As for the amount of latency you'll notice: it will vary depending on how sensitive you are, how fast of a response you expect. I'm generally ok with up to approximately 12ms total latency. If I'm playing fast guitar parts though, sometimes my timing is affected by it a little bit and it's challenging to compensate.
Something else to consider: monitoring "through hardware" won't have the same latency as monitoring "through Reaper". If you can monitor from the audio device itself (instead of using monitoring on the track) during recording, that will be effectively "zero latency" (it's actually a few samples of latency, but nothing you'd notice). Reaper will record the part in sync with the other tracks, compensating for any latency during recording. If you are using guitar amp sims in Reaper (or are using MIDI synthesizers in Reaper), you'd need to monitor through Reaper. But you mentioned using a Kemper, so that should be something you can monitor in realtime through hardware. Check your settings of the RME card for its "input monitoring" (and/or "zero latency monitoring"). If you use that, your project can have 2 seconds of latency and it won't affect your performance during recording.

About buffer sizes: with my audio card, I initially chose 256 samples and 3 buffers (total = 768 samples). If I used 2 buffers of 256 samples (total = 512 samples), I would have problems. Later I realized I hadn't tried smaller block sizes but more blocks. I was able to make the system work correctly with a block size of 64 samples x5 blocks (320 samples), which is less than 2 buffers of 256 samples (total = 512 samples)! So the smaller size of the block wasn't as important as the number of blocks.
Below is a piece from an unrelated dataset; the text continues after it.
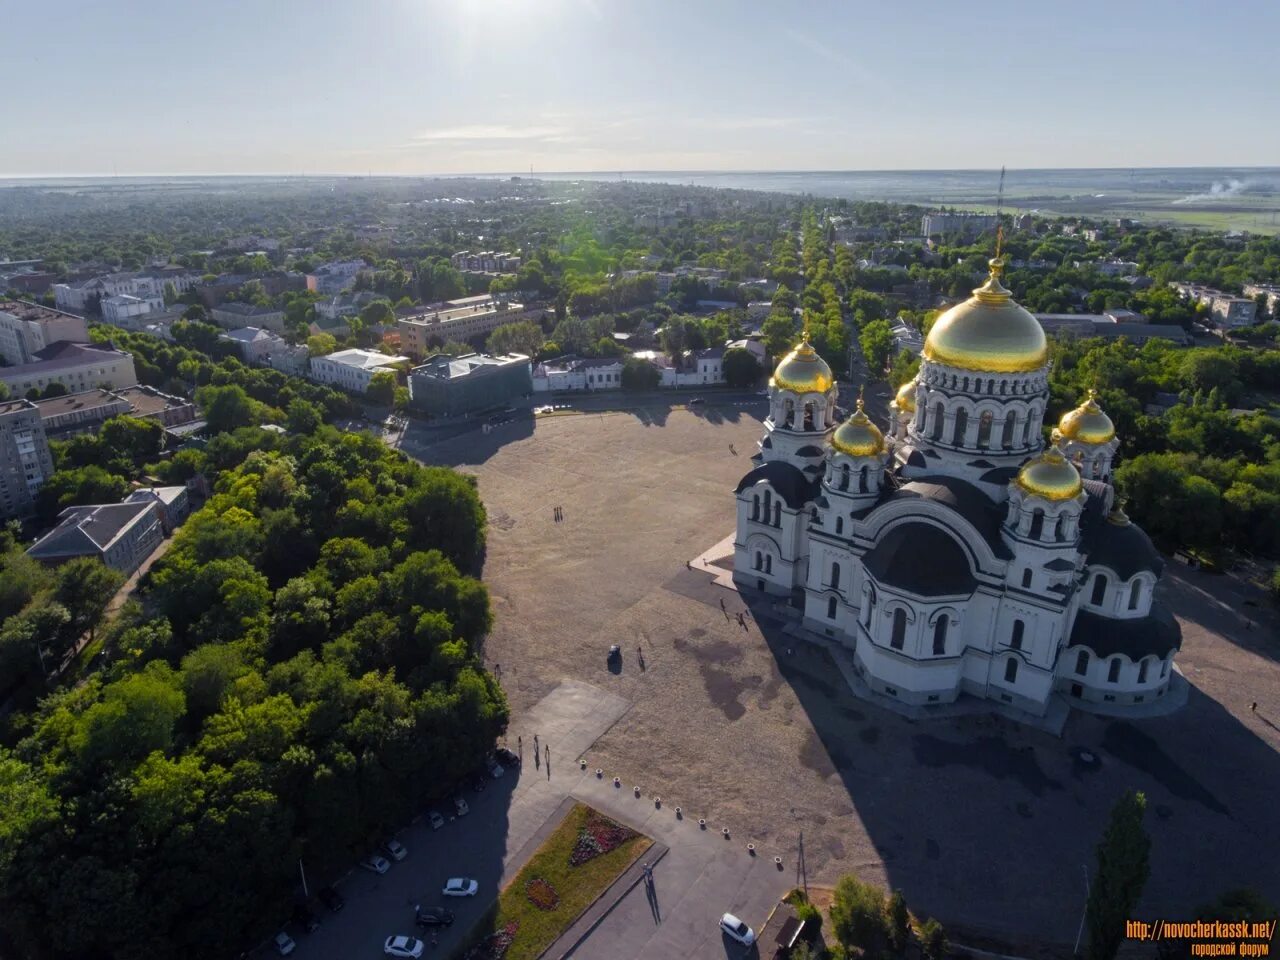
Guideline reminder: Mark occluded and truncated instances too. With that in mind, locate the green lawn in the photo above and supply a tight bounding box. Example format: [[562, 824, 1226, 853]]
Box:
[[454, 803, 652, 960]]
At 32 samples though, my system doesn't perform well with any number of blocks.

So remember that the total number of samples (block size in samples x number of blocks) isn't as important to keeping the system running correctly. There will be a minimum number of samples, of course. But maybe a smaller block size is ok, if you use more blocks. Also using larger blocks maybe is ok with fewer blocks.